A year after releasing its predominantly male and white workforce makeup and admitting that it was "time to be candid about the issues," Google is moving a tiny bit closer to achieving diversity in its own ranks by hiring more women, African-Americans and Hispanics, although not enough to make a statistically significant improvement.
In its latest diversity report, Google admits there is a lot more work to be done but it is "seeing some early progress," even though the overall number of women workers in the technical field rose by only 1 percent while blacks and Hispanics saw a small 2 percent and 3 percent rise respectively.
"Early indications show promise, but we know that with an organization our size, year on year growth and meaningful change is going to take time," says Nancy Lee, vice president of people operations at Google, in a statement sent to the Washington Post. "There isn't a simple solution to solving the diversity challenges our company and industry faces, which is why we're convinced over the long run to work that spans efforts."
Last year, Google poured some $150 million on its initiative to promote greater diversity in the technology industry, which is rapidly becoming a major player in the global economy and is seen as one of the best models for employee benefits. These investments include $3 million placed in Anita Borg scholarships to help young girls and women complete programs in science, technology, engineering and mathematics (STEM) fields.

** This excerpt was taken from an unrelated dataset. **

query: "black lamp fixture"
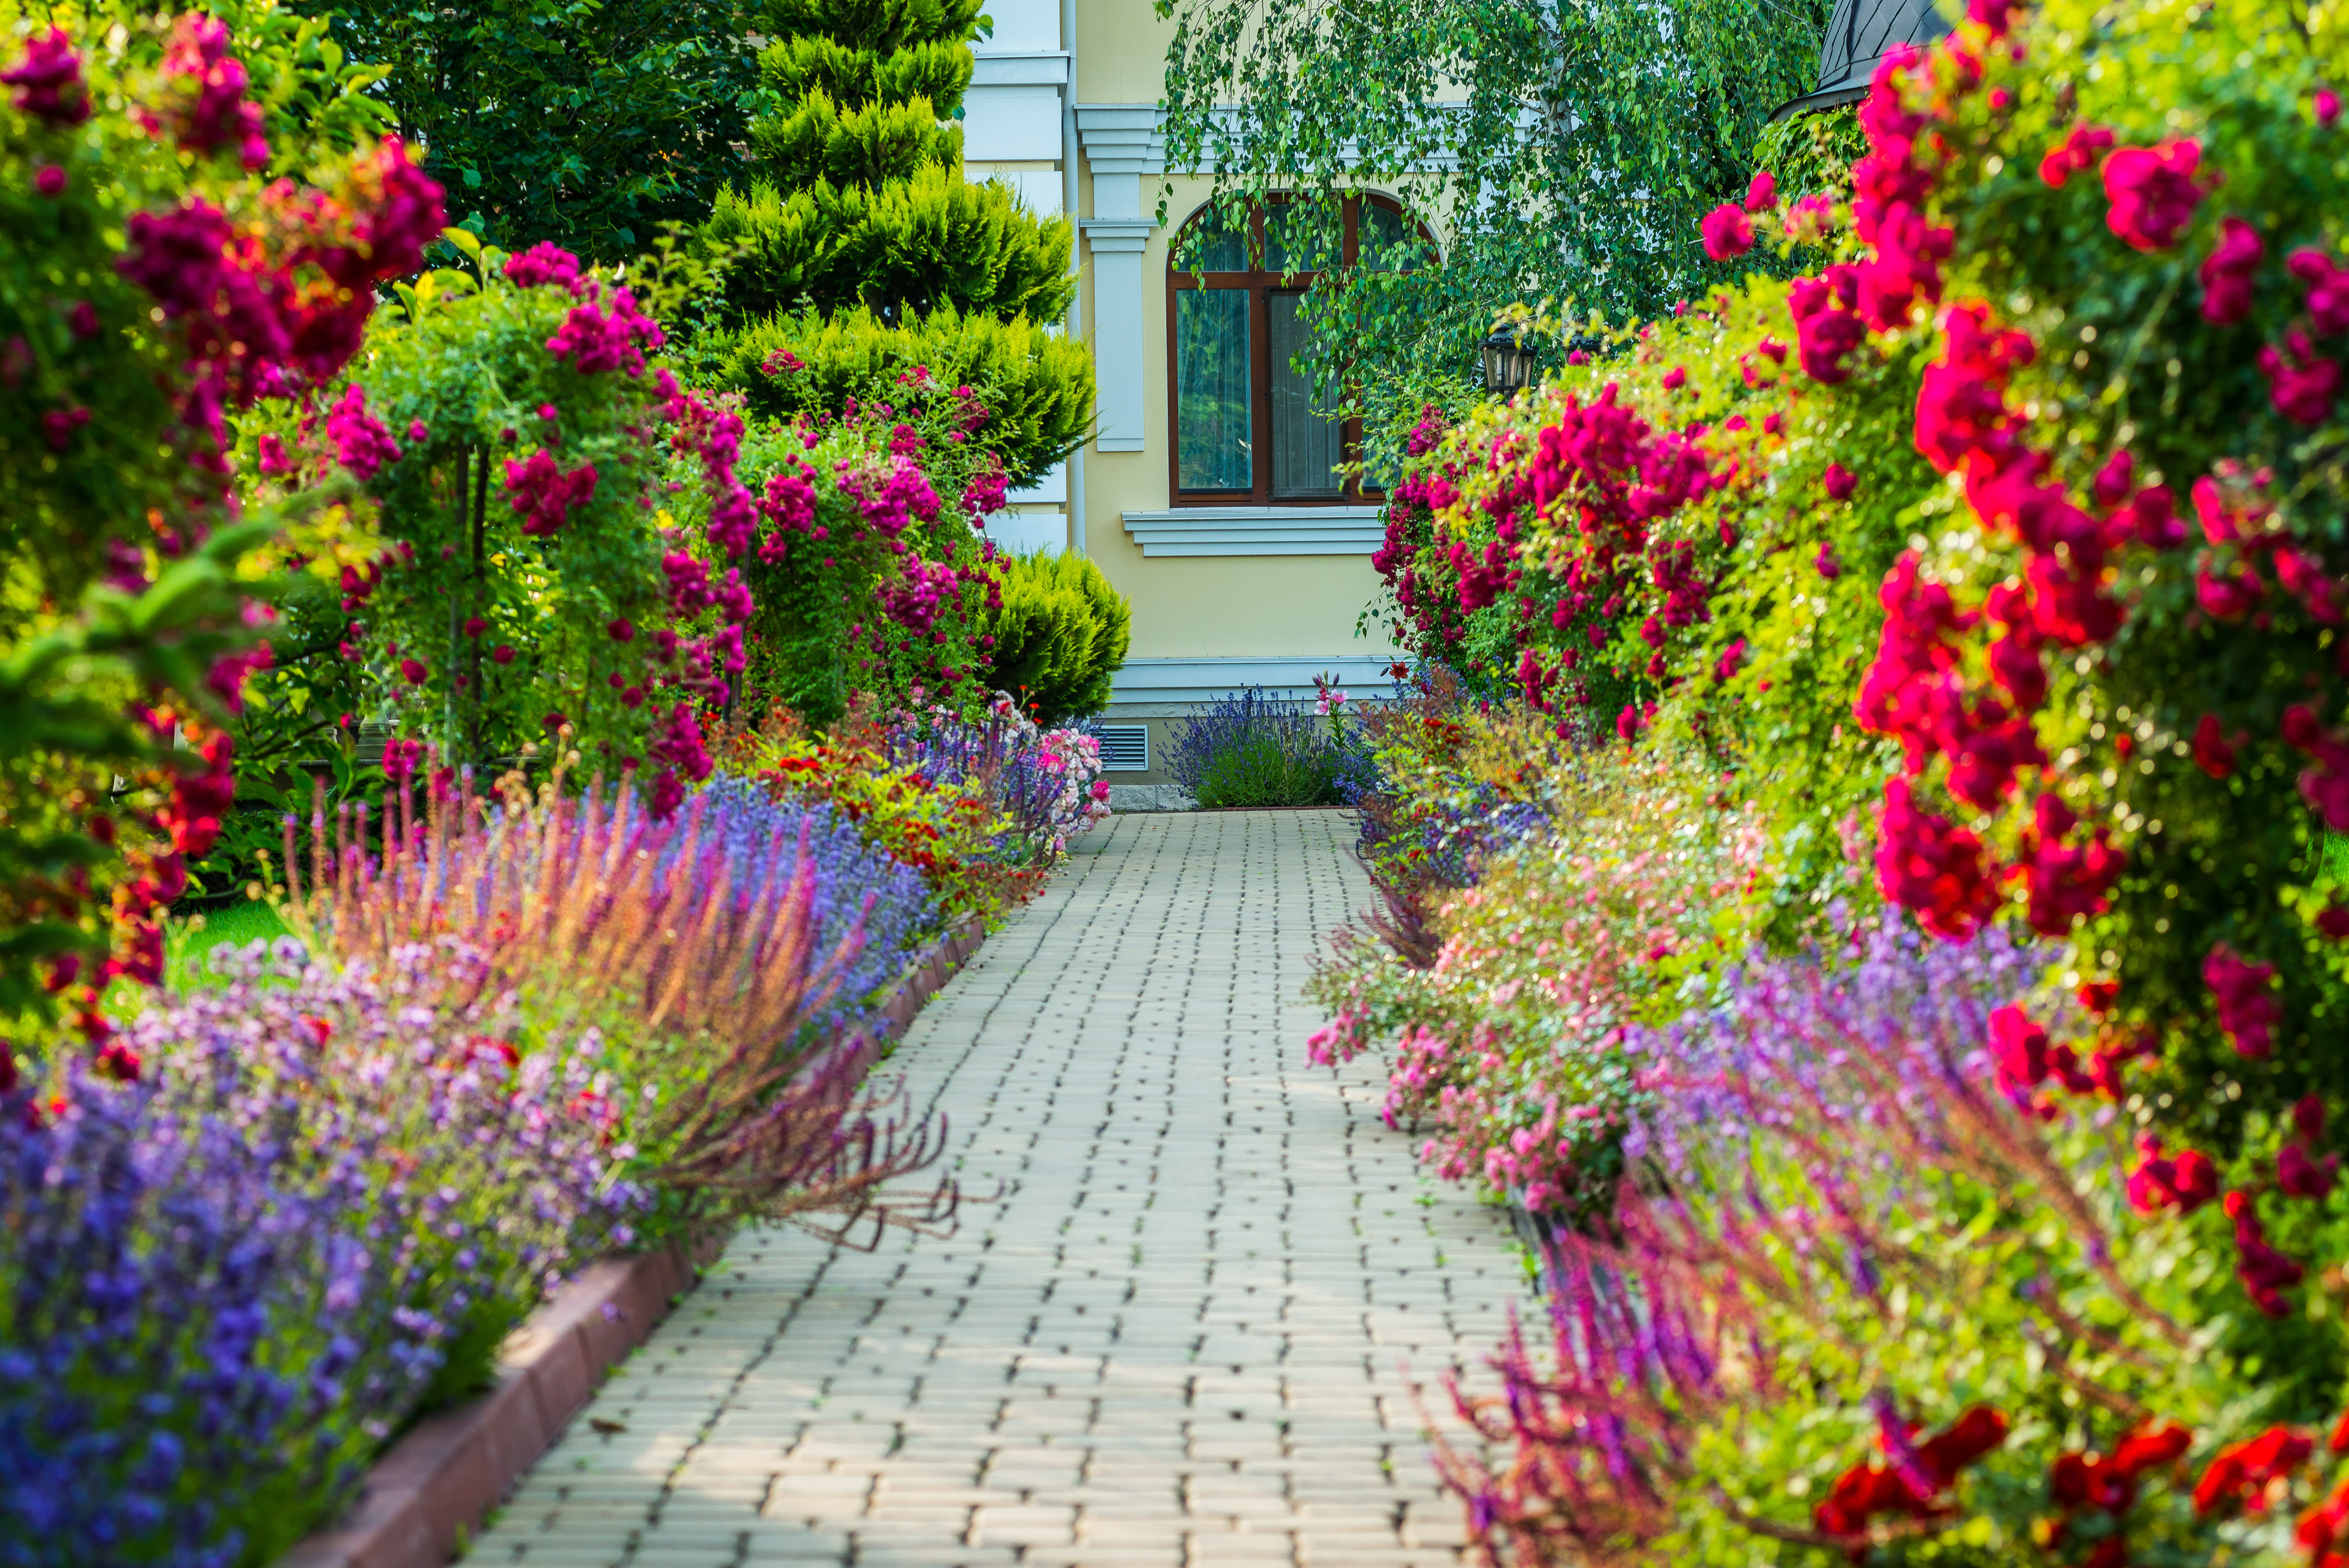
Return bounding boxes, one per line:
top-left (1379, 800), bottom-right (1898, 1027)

Google is also working with Hollywood to change the perception of the computer engineer as the typical male, white Silicon Valley tech geek who wears glasses and rides scooters. Also, Google is embedding its engineers as instructors and consultants in historically black colleges and universities to push black students to take up careers in technology.
For all its efforts, however, Google remains largely white and male, with 60 percent of its 56,000 global workforce made of whites and 31 percent of Asians. Still, Google is moving the diversity needle, albeit at a snail's pace, with 22 percent of all software engineers hired at campuses being women, outpacing the number of young women who are taking computer science degrees.
In non-technical fields, Google is making the same slow progress, with the percentage of African Americans going up from 3 percent to 4 percent. Hispanics remain at 4 percent, though, but women retain a good portion of the non-technical workforce with 47 percent.